Currently some of my sites have Let’s Encrypt certificates, but as the DST Root CA X3 expired in September 2021, some of my users have a problem. Indeed a lot of users can’t validate correctly these outdated SSL certificates with their old devices. It is not an option for me to ask them individually to fix the problem on their side, it is absolutely necessary to fix it on my side (server side).
If I understand correctly there is a 25% chance to get the Let’s Encrypt certificate: https://developers.cloudflare.com/ssl/ssl-tls/certificate-authorities . Obviously I have no idea of the real percentage of “bad luck” to get this Let’s Encrypt certificate, but as Cloudflare proposes 4 different ones, my calculation is therefore trivial.
I would actually like to have all but the Let’s Encrypt certificate.

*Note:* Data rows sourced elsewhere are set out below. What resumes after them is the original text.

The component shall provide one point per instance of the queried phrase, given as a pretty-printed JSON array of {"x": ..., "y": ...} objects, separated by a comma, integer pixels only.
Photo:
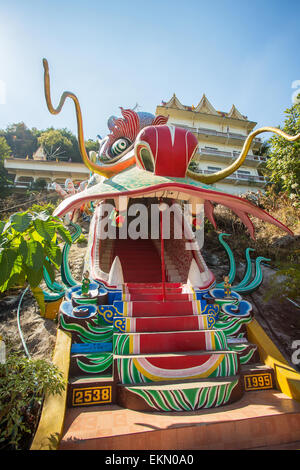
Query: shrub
[
  {"x": 23, "y": 383},
  {"x": 28, "y": 244}
]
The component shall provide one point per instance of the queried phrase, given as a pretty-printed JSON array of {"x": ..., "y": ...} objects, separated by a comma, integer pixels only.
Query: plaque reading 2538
[{"x": 91, "y": 396}]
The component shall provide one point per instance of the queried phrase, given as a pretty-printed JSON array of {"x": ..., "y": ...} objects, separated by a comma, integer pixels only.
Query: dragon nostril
[
  {"x": 119, "y": 146},
  {"x": 147, "y": 160}
]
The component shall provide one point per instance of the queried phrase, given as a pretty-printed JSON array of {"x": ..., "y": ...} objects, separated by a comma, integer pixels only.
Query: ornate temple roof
[{"x": 204, "y": 106}]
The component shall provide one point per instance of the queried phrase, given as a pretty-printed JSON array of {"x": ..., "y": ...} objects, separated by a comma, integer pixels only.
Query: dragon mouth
[
  {"x": 117, "y": 260},
  {"x": 133, "y": 253}
]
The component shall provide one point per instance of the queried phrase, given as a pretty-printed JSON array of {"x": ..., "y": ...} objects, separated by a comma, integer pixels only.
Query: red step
[
  {"x": 139, "y": 296},
  {"x": 152, "y": 285},
  {"x": 165, "y": 324},
  {"x": 175, "y": 341},
  {"x": 159, "y": 308}
]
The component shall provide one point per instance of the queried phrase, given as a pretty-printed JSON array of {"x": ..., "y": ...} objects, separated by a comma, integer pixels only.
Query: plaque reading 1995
[
  {"x": 258, "y": 381},
  {"x": 91, "y": 396}
]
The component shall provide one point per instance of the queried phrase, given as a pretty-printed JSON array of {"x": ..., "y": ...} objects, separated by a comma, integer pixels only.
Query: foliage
[
  {"x": 20, "y": 139},
  {"x": 285, "y": 282},
  {"x": 81, "y": 239},
  {"x": 39, "y": 184},
  {"x": 28, "y": 243},
  {"x": 23, "y": 383},
  {"x": 284, "y": 158},
  {"x": 55, "y": 144},
  {"x": 5, "y": 150},
  {"x": 47, "y": 207},
  {"x": 91, "y": 145}
]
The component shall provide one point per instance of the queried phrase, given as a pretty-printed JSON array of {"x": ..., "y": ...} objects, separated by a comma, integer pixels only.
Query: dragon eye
[{"x": 119, "y": 146}]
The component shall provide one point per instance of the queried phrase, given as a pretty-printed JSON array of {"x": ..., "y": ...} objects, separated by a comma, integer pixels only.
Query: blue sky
[{"x": 119, "y": 53}]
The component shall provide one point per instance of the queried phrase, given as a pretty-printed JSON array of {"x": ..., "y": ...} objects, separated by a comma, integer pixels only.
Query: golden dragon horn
[
  {"x": 107, "y": 170},
  {"x": 209, "y": 179}
]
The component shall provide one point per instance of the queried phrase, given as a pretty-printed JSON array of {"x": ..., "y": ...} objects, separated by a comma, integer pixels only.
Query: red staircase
[{"x": 139, "y": 259}]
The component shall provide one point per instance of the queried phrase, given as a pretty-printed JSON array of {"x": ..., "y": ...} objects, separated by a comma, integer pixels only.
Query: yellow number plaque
[
  {"x": 258, "y": 381},
  {"x": 91, "y": 396}
]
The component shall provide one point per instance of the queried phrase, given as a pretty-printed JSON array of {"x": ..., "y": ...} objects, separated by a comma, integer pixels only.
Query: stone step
[
  {"x": 165, "y": 342},
  {"x": 187, "y": 395},
  {"x": 164, "y": 324},
  {"x": 159, "y": 308},
  {"x": 139, "y": 368}
]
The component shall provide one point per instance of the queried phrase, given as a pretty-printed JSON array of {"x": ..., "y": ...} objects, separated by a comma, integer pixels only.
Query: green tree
[
  {"x": 91, "y": 145},
  {"x": 5, "y": 152},
  {"x": 55, "y": 144},
  {"x": 23, "y": 384},
  {"x": 284, "y": 157},
  {"x": 21, "y": 140},
  {"x": 28, "y": 244}
]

And this without having to pay the “Advanced Certificate Manager” which costs 10$ per month. Especially since I have many sites in this situation. And also because I don’t think it’s fair to be forced to pay if you have just a bit of bad luck to receive the bad certificates (please don’t be offended).

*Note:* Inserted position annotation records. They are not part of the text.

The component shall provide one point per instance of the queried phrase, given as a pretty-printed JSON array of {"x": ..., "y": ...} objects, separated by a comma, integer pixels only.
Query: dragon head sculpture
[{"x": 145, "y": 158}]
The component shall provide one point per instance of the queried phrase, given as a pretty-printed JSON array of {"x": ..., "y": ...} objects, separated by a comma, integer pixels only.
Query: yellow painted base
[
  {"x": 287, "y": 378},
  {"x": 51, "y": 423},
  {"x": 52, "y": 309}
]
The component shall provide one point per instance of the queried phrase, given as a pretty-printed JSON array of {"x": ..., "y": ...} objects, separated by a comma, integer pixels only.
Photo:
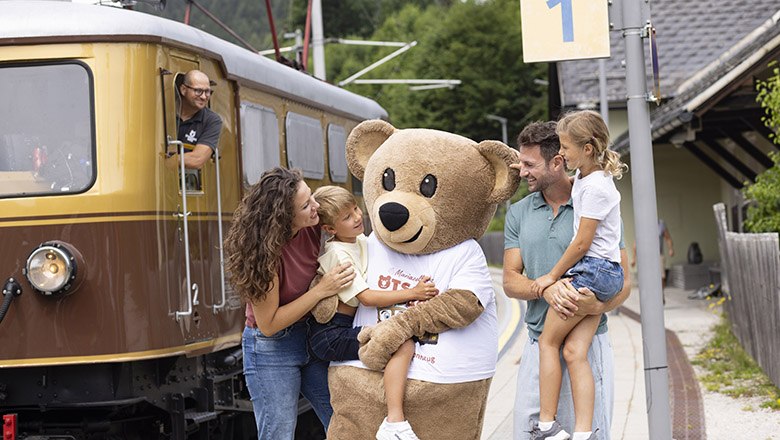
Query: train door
[{"x": 187, "y": 193}]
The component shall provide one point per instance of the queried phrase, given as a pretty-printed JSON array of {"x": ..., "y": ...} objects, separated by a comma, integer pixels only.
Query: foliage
[
  {"x": 764, "y": 214},
  {"x": 731, "y": 371},
  {"x": 477, "y": 42}
]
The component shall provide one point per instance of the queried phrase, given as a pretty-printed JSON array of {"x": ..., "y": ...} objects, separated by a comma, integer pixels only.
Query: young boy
[{"x": 336, "y": 340}]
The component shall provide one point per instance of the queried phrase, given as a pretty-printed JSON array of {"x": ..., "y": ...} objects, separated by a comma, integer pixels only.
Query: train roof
[{"x": 38, "y": 22}]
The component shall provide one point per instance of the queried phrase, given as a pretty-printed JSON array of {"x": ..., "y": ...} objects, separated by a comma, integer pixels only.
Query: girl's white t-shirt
[
  {"x": 596, "y": 197},
  {"x": 458, "y": 355}
]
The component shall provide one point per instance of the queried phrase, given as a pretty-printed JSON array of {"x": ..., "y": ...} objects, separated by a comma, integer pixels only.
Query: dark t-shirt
[
  {"x": 297, "y": 268},
  {"x": 202, "y": 128}
]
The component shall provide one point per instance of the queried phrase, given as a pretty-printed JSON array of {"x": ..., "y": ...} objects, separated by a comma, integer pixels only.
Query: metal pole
[
  {"x": 603, "y": 91},
  {"x": 646, "y": 224},
  {"x": 318, "y": 42}
]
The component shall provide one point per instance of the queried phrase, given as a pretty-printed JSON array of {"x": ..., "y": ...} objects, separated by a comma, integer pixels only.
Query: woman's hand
[
  {"x": 336, "y": 279},
  {"x": 424, "y": 290}
]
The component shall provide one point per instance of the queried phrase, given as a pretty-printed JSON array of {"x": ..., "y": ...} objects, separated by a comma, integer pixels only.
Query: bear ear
[
  {"x": 500, "y": 157},
  {"x": 363, "y": 140}
]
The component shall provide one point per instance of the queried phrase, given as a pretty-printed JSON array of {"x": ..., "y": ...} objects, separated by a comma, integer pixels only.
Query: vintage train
[{"x": 116, "y": 319}]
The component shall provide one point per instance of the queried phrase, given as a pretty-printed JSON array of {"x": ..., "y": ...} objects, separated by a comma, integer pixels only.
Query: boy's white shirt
[
  {"x": 339, "y": 252},
  {"x": 596, "y": 197},
  {"x": 460, "y": 355}
]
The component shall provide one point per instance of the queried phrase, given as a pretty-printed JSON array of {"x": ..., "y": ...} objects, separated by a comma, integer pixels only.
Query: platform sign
[{"x": 559, "y": 30}]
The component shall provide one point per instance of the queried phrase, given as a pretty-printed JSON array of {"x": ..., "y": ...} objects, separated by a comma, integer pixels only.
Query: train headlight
[{"x": 53, "y": 268}]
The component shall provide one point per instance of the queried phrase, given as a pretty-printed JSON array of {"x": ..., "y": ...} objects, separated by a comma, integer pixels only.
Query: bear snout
[{"x": 393, "y": 216}]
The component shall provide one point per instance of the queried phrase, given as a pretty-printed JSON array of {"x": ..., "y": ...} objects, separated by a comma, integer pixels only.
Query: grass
[{"x": 731, "y": 371}]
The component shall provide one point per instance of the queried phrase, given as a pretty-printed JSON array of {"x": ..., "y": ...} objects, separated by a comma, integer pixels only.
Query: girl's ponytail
[{"x": 612, "y": 164}]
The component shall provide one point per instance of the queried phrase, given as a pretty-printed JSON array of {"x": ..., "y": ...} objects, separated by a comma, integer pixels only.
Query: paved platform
[{"x": 684, "y": 319}]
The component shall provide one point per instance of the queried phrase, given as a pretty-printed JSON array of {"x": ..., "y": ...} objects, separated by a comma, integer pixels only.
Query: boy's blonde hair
[
  {"x": 333, "y": 200},
  {"x": 587, "y": 127}
]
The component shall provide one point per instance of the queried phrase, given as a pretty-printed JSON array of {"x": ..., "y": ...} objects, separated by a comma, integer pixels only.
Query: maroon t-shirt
[{"x": 297, "y": 268}]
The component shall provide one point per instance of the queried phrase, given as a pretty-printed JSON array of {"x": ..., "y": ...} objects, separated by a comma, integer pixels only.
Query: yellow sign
[{"x": 558, "y": 30}]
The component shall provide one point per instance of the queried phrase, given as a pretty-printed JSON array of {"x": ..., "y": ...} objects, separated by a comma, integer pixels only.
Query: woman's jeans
[{"x": 277, "y": 368}]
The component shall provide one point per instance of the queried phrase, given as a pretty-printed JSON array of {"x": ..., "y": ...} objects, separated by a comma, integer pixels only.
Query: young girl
[
  {"x": 592, "y": 260},
  {"x": 336, "y": 340}
]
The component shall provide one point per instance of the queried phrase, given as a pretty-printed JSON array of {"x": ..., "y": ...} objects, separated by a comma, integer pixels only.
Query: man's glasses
[{"x": 200, "y": 92}]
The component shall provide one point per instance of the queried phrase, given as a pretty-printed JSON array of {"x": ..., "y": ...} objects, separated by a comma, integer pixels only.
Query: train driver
[{"x": 199, "y": 127}]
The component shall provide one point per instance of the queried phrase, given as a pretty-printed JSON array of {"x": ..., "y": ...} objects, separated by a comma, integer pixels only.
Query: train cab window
[
  {"x": 193, "y": 179},
  {"x": 259, "y": 141},
  {"x": 337, "y": 153},
  {"x": 305, "y": 145},
  {"x": 47, "y": 140}
]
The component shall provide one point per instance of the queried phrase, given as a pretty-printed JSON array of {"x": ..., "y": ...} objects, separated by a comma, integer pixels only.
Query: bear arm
[{"x": 451, "y": 309}]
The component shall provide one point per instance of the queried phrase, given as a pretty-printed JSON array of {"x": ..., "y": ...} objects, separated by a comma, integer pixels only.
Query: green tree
[{"x": 764, "y": 214}]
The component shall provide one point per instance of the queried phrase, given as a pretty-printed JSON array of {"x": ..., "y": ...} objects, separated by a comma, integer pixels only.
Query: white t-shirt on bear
[{"x": 458, "y": 355}]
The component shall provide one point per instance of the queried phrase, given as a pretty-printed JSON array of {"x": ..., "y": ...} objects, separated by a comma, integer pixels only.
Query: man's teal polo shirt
[{"x": 529, "y": 226}]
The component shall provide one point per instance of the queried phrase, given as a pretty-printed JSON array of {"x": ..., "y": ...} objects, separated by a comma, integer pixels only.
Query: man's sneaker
[
  {"x": 396, "y": 431},
  {"x": 554, "y": 433}
]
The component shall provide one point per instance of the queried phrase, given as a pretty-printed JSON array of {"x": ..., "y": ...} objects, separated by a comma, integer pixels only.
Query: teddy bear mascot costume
[{"x": 430, "y": 195}]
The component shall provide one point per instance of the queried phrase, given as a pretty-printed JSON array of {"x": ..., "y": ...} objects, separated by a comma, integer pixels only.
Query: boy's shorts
[{"x": 335, "y": 340}]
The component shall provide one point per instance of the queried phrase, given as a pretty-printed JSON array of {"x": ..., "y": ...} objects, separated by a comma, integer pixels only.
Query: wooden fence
[{"x": 750, "y": 277}]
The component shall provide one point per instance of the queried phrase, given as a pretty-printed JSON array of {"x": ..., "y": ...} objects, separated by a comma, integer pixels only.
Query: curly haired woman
[{"x": 272, "y": 250}]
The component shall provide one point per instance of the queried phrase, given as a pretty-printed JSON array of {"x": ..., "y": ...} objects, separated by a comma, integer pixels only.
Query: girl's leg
[
  {"x": 575, "y": 353},
  {"x": 395, "y": 381},
  {"x": 555, "y": 331}
]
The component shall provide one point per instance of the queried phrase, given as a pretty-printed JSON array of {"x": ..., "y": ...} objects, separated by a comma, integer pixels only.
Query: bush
[{"x": 764, "y": 214}]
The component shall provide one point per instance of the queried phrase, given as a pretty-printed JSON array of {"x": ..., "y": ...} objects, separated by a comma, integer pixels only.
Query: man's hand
[
  {"x": 588, "y": 304},
  {"x": 567, "y": 301},
  {"x": 542, "y": 283}
]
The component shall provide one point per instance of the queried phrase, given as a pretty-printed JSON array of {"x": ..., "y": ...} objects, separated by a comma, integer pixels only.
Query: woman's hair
[
  {"x": 333, "y": 200},
  {"x": 262, "y": 225},
  {"x": 587, "y": 127}
]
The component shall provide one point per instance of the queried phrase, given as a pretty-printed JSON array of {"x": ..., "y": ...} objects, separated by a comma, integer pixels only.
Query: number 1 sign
[{"x": 558, "y": 30}]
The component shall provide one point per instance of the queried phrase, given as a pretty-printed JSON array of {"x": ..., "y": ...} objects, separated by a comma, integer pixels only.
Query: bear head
[{"x": 427, "y": 190}]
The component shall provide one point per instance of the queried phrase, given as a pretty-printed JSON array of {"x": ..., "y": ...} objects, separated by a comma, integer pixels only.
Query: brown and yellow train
[{"x": 116, "y": 320}]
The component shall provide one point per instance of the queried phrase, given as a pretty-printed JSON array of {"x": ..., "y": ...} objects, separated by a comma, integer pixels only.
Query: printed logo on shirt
[
  {"x": 192, "y": 136},
  {"x": 397, "y": 280}
]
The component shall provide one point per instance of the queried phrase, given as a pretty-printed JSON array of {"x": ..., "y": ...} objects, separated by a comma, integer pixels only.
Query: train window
[
  {"x": 337, "y": 150},
  {"x": 47, "y": 142},
  {"x": 305, "y": 145},
  {"x": 259, "y": 141}
]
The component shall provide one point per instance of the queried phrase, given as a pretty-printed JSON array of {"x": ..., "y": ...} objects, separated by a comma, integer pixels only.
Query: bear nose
[{"x": 393, "y": 216}]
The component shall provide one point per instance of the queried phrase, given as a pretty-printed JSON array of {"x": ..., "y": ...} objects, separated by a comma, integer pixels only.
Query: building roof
[
  {"x": 690, "y": 36},
  {"x": 703, "y": 91}
]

I tried the option that consists in disabling the Universal SSL for about ten minutes and reactivating it, unfortunately cloudflare still keep delivering Let’s Encrypt certificates.
How can I solve my problem? I have already contacted Cloudflare’s support and they tell me that I should contact the community for help.
I know that the first possible workaround is obviously to deproxify my servers and use another CA of my choice, but I would like to be able to take advantage of Cloudflare’s main function (in my opinion) which is proxyfing.